It originally opened on May 19, 1922 as the Junior Red Cross Children's Hospital.[2] Its current building, opened on September 27, 2006, is the largest children's hospital in the prairie provinces and was the first free-standing pediatric facility to be built in Canada in more than 20 years.[citation needed] It is located west of the University of Calgary campus grounds and just across from the site of the Foothills Medical Centre.
Design
The Alberta Children's Hospital was designed with substantial input from young patients, as well as families, physicians and staff of the hospital. In 2002, architects created renderings of how the hospital could look; a multi-storey brick building. These drawings were brought to the hospital's Teen Advisory Group (TAG) and changed substantially into a colourful building closely resembling toy building blocks.[3]
The idea for the Alberta Children's Hospital was to create a building that would reduce stress and promote healing.
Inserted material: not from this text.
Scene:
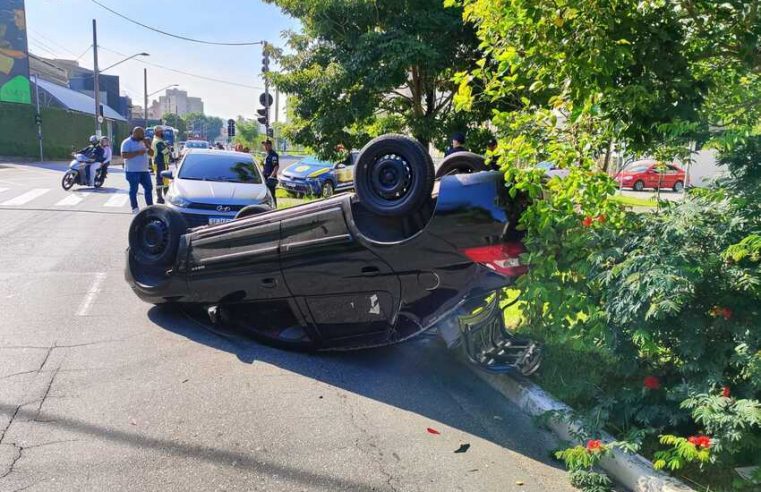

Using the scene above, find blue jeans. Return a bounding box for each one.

The interior of the hospital has been designed to enable the delivery of family centred care. The hospital includes supports for families.
The Alberta Children's Hospital is used by patients from birth to age 18 from southern Alberta, southeastern British Columbia and southwestern Saskatchewan. It is an accredited pediatric level I trauma centre by the Trauma Association of Canada.[4] Additionally, the ACH is the provincial expert and referral centre for bone marrow transplantation, and is the leader in Western Canada (which is rapidly establishing itself as the national leader), for pediatric neurosciences. It also is the only pediatric hospital in Canada that consists of a comprehensive Behavioral Unit, is the world leader in congenital cataracts surgery, and has the largest pediatric vision clinic in all of Western Canada.[5]
The Alberta Children's Hospital Research Institute for Child and Maternal Health (ACHRI) is the Alberta Children's Hospital's affiliated research institute, and has a team of over 150 involved in the study of human development from embryo to adulthood.[6]